News Intel Launches Granite Rapids Xeon 6900P series with 120 cores — matches AMD EPYC’s core counts for the first time since 2017

atmapuri

Distinguished
Sep 26, 2011
20
6
18,515
The question remains, if Intel still plans to sub-license parts of the logic on these new chips as it was the plan with the previous generation. One License for AVX512, one license for Neural Engine etc... Or will this be also pricewise direct competition to AMD.

If the product is better, this alone will not be enough, if the CPU, the platform, the memory etc.. will cost 2x more than competition.
 

JRStern

Distinguished
Mar 20, 2017
172
64
18,660
I have a hundred very geeky questions about how these high core counts work in common IT scenarios, having been a performance tuner for medium to large-scale systems over the past decade or two, and seeing how many problems there are with "noisy neighbors" on shared systems, plus or minus VMs all over the place. Makes it devilishly hard to get performance data to even analyze, when your performance can vary 2x or 10x because the neighbors are throwing a party, and with 128 neighbors seems like someone is always throwing a party.
 
  • Like
Reactions: bit_user

bit_user

Titan
Ambassador
This time Intel did a great job : Phoronix
Yeah, but you have to keep in mind that those are comparing against AMD's previous generation EPYCs - not the Zen 5 they're about to launch next month. Plus, you should consider than these are using 500 W each, whereas Genoa is normally limited to just 360 W.

I did skim through the benchmarks on Phoronix. AMD still got some wins and the Geomean is probably a little closer that I would've expected. It should be easy for Turin to retake the lead, overall.

STH also has benchmarks posted:

 

bit_user

Titan
Ambassador
The question remains, if Intel still plans to sub-license parts of the logic on these new chips as it was the plan with the previous generation. One License for AVX512, one license for Neural Engine etc... Or will this be also pricewise direct competition to AMD.
Do you mean like requiring people to pay extra to use those features? Intel did indeed roll out "Intel On Demand", but it's not at the granularity of what you're saying. Instead, it applied to more specialized accelerators.

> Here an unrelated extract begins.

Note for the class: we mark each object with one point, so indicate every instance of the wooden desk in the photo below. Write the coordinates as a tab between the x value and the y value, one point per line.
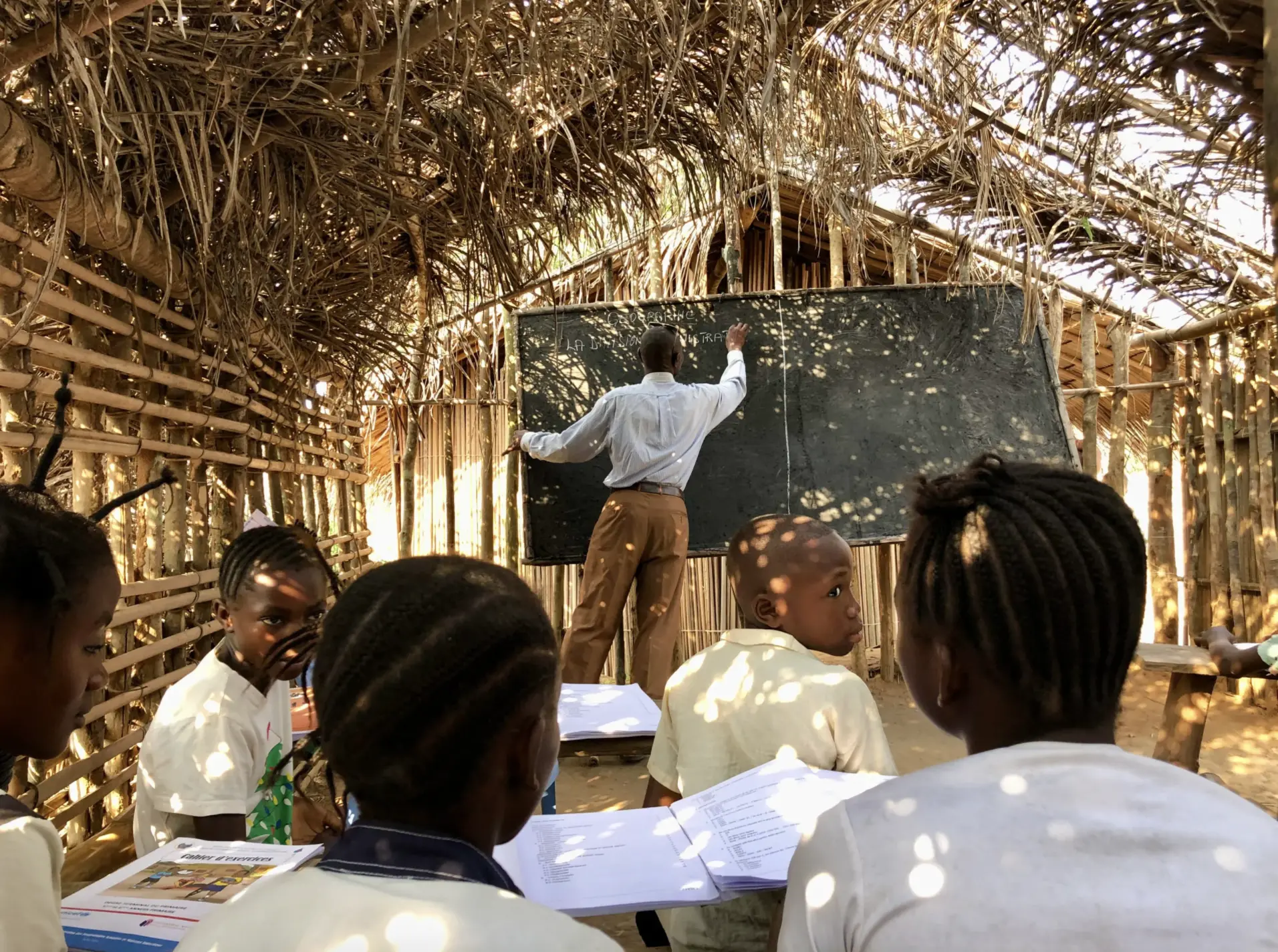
1189	698
608	747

If the product is better, this alone will not be enough, if the CPU, the platform, the memory etc.. will cost 2x more than competition.
Yeah, these look huge. Cost and power should be significant considerations. So far, I have yet to see power consumption data, so all we have to go on in their 500 W TDP.
 
  • Like
Reactions: cyrusfox

bit_user

Titan
Ambassador
I have a hundred very geeky questions about how these high core counts work in common IT scenarios, having been a performance tuner for medium to large-scale systems over the past decade or two, and seeing how many problems there are with "noisy neighbors" on shared systems, plus or minus VMs all over the place. Makes it devilishly hard to get performance data to even analyze, when your performance can vary 2x or 10x because the neighbors are throwing a party, and with 128 neighbors seems like someone is always throwing a party.
Well, they have some QoS mechanisms, which can be used to keep other cores from hogging too much L3 cache, for instance. I'm not sure if memory bandwidth is budgeted in a similar way.

AMD might have some advantages in this area, given how their L3 is segmented. If your VMs are generally small enough to fit on individual CCDs, then you'd probably tend to find EPYC scales better. However, I don't have any direct experience in matter.
 
  • Like
Reactions: JRStern
Seems like the extra bandwidth from the MCRDIMMs ought to give Intel an edge AMD won't be able to match this generation for appropriate workloads. I'm looking forward to seeing where Zen 5 stands out since we're finally getting matched core counts and TDP. I have no doubt there will be workloads that the new architecture just runs away with.
So far, I have yet to see power consumption data, so all we have to go on in their 500 W TDP.
STH said peak estimate of 1.2kW for their 2S reference system before cooling and that the CPUs can absolutely use all 500W. They also had an Intel provided slide that showed power/performance scaling over the curve. Won't have meaningful numbers until OEM systems are out though I imagine.

edit: I did enjoy Patrick's commentary on how fussy the system was
 

JRStern

Distinguished
Mar 20, 2017
172
64
18,660
Well, they have some QoS mechanisms, which can be used to keep other cores from hogging too much L3 cache, for instance.
That's interesting, should help, but going to be tricky as all to manage.
When there's 127 people between you and the buffet, QoS is difficult.
 

bit_user

Titan
Ambassador
That's interesting, should help, but going to be tricky as all to manage.
When there's 127 people between you and the buffet, QoS is difficult.
This page gives an overview of some (all?) of Intel's QoS technologies. Given that Xen has implemented them, I would assume most other hypervisors have, as well.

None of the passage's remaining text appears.